Des étudiants en Iran ont organisé des manifestations anti-gouvernementales, marquant un tournant depuis la répression meurtrière du mois dernier. Ces rassemblements sont les premiers d'une telle ampleur depuis cette tragédie. La situation actuelle soulève des préoccupations tant au niveau local qu'international.
Des vidéos vérifiées par la BBC montrent des manifestants marchant sur le campus de l'Université Sharif de Technologie à Téhéran. Ces manifestations ont débuté en réponse à la mémoire des milliers de victimes des protestations de janvier. Les étudiants ont également organisé un sit-in dans une autre université de la capitale.
Les tensions ont rapidement augmenté lorsque des échauffourées ont éclaté entre les manifestants et les partisans du gouvernement. Les chants tels que "mort au dictateur" ont résonné, faisant référence au Guide Suprême Ali Khamenei.
Les États-Unis renforcent leur présence militaire près de l'Iran, et le Président Donald Trump a évoqué la possibilité d'une frappe militaire limitée. Cette escalade des tensions est alimentée par des soupçons concernant le programme nucléaire iranien, que Téhéran nie fermement.
Des discussions ont eu lieu entre des responsables américains et iraniens en Suisse, avec des avancées signalées. Cependant, Trump a averti que le monde saura bientôt si un accord sera conclu ou si des actions militaires seront entreprises.
Les manifestations de ce mois-ci ont débuté suite à des griefs économiques, devenant rapidement les plus importantes depuis la Révolution Islamique de 1979. Selon l'Human Rights Activists News Agency, au moins 6 159 personnes auraient été tuées, dont des manifestants et des enfants.
Les autorités iraniennes ont reconnu la mort de plus de 3 100 personnes, mais affirment que la plupart étaient des membres des forces de sécurité ou des civils attaqués par des "émeutiers".

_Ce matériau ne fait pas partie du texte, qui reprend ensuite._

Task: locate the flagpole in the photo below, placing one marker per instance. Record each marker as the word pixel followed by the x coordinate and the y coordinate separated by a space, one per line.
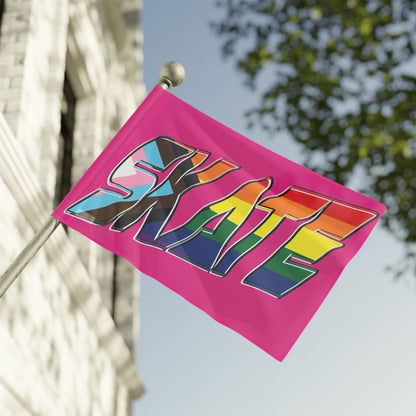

L'opposition en exil appelle Trump à tenir ses promesses et à frapper, espérant un effondrement rapide du gouvernement actuel. Cependant, d'autres groupes d'opposition s'opposent à toute intervention extérieure, soulignant la complexité de la situation.
Les deux camps mènent des campagnes de désinformation sur les réseaux sociaux, cherchant à influencer l'opinion publique sur les véritables aspirations du peuple iranien.
Les événements récents en Iran soulignent une période de tensions croissantes et de luttes pour les droits civiques. Alors que les étudiants continuent de se mobiliser, l'avenir politique du pays reste incertain, avec des implications potentielles pour la région et au-delà.